生活習慣病の発症予防を目的とする特定健康診査(メタボ健診)。既存の基準ではリスクが高い非肥満者を拾い上げられないため基準の見直しが議論され、厚生労働省の2つの検討会で相反する結論が出た。中間取りまとめは今夏を予定するが――。
「リスク因子を抱える非肥満者にも何らかの対策を講じる必要がある」と指摘する東京大の門脇孝氏。
「リスク因子を抱える非肥満者にも何らかの対策を講じる必要がある」と指摘する東京大の門脇孝氏。

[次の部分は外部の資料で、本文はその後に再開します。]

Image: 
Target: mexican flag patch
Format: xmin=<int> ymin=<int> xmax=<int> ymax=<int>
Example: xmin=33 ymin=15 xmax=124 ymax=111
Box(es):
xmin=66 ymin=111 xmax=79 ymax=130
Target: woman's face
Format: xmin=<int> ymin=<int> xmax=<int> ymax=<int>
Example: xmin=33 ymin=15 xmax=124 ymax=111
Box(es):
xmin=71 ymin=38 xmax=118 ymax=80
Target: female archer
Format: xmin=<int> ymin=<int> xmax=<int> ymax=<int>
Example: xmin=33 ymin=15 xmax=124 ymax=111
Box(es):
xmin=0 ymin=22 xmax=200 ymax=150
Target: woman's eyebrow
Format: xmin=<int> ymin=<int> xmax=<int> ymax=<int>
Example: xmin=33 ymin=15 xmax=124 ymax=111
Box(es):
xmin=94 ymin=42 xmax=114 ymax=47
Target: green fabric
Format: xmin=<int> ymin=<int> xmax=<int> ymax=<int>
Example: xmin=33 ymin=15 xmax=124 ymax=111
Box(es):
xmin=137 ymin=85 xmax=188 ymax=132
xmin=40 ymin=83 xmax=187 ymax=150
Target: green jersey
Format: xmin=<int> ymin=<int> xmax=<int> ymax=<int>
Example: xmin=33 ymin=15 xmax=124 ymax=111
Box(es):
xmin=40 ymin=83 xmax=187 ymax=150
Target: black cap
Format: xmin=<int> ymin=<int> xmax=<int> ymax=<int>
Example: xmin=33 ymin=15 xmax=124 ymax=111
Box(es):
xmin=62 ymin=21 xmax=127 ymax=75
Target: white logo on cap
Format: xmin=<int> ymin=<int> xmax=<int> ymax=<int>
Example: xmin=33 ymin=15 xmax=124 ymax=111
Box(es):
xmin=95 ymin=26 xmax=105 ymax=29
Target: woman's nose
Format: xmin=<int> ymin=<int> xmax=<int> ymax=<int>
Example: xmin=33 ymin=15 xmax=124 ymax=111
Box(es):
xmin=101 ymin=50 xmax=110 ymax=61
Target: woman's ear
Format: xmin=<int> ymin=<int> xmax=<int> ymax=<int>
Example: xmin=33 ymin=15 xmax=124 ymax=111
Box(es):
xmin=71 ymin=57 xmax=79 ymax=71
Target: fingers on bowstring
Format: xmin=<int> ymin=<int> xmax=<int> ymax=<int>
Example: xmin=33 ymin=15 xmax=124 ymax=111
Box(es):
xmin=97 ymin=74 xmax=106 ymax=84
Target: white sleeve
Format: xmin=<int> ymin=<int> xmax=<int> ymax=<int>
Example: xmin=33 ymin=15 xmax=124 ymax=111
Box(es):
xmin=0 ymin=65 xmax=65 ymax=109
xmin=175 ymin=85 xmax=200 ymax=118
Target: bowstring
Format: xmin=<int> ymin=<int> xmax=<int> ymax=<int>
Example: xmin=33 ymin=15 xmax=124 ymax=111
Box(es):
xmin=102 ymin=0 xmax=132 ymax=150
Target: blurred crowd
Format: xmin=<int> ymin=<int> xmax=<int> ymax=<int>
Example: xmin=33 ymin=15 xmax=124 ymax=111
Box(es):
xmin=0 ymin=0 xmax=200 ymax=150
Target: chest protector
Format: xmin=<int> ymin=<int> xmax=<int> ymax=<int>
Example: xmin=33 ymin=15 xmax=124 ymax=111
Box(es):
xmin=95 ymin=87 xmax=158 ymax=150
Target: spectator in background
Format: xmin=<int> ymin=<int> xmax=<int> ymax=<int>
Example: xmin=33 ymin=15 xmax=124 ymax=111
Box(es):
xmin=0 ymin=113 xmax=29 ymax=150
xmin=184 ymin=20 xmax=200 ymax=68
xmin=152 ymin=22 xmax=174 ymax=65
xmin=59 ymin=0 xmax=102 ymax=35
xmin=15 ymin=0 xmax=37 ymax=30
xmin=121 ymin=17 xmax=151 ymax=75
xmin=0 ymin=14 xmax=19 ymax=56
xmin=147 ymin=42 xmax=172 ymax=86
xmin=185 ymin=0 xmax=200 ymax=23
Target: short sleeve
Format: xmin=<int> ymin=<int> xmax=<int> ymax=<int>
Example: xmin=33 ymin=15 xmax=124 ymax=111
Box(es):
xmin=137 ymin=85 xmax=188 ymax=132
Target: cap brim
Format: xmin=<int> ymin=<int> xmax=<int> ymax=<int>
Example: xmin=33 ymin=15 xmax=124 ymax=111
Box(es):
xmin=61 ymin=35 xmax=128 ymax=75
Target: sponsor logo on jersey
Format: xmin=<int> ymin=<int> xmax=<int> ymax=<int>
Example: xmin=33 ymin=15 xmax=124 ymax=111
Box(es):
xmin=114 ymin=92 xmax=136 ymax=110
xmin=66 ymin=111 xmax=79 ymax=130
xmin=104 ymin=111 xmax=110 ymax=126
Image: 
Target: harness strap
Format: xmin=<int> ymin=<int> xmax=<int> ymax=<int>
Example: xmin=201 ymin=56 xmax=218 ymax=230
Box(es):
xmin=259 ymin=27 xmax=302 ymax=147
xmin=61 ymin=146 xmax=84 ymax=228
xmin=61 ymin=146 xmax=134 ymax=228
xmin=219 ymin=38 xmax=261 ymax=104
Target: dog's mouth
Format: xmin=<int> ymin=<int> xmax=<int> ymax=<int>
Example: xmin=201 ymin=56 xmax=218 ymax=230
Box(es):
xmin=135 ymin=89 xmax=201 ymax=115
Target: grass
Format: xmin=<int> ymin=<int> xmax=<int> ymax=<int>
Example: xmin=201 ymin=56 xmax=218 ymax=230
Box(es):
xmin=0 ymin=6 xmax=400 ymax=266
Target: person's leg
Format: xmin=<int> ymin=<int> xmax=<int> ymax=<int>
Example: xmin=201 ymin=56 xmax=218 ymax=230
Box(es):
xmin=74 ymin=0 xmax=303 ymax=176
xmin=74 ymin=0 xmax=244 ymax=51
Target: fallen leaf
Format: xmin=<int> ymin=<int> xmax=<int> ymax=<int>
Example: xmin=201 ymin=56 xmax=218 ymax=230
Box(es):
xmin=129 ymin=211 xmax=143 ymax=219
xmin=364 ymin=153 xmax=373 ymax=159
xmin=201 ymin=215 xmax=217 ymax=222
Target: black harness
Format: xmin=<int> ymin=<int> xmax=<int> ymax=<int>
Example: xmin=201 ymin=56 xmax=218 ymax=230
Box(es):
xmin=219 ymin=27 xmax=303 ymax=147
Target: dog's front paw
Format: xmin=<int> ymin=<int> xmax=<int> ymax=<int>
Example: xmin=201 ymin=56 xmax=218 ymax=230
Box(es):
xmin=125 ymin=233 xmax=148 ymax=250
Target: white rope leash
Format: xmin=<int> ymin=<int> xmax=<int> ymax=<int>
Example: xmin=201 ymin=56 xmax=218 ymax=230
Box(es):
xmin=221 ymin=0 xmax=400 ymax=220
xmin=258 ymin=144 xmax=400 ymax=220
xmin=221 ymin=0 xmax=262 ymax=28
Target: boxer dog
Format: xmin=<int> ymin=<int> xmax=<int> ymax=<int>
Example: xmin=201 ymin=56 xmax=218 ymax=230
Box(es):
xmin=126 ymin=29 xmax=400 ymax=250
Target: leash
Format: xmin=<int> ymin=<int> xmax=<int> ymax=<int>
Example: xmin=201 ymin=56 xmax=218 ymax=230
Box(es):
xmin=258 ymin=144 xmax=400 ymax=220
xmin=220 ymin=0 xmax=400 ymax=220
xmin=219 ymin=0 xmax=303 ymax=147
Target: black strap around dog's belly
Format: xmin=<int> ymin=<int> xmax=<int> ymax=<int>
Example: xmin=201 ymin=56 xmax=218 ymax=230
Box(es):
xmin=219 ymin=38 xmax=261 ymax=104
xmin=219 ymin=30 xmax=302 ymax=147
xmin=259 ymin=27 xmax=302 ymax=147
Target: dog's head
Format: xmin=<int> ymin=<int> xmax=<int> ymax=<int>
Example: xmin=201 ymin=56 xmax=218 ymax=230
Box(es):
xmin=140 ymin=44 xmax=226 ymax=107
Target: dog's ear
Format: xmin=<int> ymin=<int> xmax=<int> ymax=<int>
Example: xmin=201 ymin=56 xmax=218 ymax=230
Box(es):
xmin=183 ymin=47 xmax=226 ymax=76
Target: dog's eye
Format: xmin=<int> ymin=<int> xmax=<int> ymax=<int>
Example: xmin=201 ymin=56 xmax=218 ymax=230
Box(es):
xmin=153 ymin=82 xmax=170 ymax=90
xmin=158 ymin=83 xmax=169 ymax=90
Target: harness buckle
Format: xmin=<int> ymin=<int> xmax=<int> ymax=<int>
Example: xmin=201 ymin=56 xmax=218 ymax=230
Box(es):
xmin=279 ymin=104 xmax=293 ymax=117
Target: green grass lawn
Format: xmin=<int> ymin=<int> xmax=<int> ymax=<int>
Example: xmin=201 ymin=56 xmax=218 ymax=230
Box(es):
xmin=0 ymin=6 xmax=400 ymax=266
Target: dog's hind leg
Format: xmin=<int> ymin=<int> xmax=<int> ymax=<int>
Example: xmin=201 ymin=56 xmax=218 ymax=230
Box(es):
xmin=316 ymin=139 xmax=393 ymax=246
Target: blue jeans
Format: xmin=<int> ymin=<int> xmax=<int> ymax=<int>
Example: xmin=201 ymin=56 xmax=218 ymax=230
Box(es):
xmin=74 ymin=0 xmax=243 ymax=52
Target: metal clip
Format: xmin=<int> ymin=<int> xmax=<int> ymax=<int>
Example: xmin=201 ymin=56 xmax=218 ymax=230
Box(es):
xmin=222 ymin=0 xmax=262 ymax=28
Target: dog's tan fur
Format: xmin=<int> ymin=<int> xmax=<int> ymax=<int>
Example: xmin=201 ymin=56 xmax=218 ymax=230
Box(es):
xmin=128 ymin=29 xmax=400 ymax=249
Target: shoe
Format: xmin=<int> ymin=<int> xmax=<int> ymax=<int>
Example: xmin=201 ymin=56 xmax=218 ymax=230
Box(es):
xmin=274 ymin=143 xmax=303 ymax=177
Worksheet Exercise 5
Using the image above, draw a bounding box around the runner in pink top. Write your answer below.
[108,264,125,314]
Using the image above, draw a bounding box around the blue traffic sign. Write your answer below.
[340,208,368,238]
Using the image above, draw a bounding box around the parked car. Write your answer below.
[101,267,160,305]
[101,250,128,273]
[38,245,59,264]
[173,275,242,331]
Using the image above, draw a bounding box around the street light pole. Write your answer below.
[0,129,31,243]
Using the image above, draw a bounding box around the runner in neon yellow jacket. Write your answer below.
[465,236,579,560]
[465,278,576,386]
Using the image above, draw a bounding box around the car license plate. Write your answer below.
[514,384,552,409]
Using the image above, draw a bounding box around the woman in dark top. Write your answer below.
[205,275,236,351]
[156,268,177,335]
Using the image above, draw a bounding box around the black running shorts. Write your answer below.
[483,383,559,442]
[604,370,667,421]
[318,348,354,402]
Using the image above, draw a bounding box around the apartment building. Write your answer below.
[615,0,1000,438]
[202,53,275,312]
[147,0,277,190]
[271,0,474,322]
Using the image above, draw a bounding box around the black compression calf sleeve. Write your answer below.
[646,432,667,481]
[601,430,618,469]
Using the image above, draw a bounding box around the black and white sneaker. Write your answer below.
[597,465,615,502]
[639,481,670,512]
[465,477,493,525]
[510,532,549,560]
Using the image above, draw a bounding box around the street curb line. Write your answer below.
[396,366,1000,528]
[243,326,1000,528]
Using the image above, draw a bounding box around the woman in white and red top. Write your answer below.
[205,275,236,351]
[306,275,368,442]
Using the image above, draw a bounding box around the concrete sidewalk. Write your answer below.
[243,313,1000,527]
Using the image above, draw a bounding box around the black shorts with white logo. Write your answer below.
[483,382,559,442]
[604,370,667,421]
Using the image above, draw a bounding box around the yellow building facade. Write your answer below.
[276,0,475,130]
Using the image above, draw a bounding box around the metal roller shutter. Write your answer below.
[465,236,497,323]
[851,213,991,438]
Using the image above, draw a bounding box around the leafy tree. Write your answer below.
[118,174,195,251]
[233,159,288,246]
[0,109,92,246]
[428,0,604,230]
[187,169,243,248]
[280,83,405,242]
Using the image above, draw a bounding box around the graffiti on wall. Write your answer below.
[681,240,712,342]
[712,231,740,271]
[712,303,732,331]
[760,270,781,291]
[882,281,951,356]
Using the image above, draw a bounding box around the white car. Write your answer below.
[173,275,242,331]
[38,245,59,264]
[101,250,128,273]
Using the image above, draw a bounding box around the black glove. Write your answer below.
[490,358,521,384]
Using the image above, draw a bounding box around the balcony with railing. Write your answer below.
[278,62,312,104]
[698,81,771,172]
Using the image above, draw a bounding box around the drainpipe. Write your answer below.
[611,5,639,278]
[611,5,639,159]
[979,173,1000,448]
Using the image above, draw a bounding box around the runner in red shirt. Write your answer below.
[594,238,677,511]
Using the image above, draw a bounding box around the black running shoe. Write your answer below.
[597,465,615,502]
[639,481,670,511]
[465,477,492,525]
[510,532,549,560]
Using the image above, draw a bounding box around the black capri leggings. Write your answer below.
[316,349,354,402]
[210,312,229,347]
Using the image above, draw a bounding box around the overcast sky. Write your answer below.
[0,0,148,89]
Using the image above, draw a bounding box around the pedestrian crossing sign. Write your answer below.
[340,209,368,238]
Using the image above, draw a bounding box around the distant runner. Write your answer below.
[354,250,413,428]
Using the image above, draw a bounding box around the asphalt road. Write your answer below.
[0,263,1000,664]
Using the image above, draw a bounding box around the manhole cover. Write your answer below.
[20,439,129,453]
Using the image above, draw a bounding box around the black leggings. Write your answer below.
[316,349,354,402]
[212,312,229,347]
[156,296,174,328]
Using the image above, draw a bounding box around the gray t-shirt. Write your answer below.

 2008年に始まったメタボ健診・特定保健指導は、生活習慣病の前段階である内臓脂肪症候群(メタボリックシンドローム)に焦点を当てたもの。いま、5年ごとに行われてきた実施計画の見直しの時期を迎え、腹囲や体格指数(BMI)を第一基準としたこれまでの評価基準では不十分との声が高まっている。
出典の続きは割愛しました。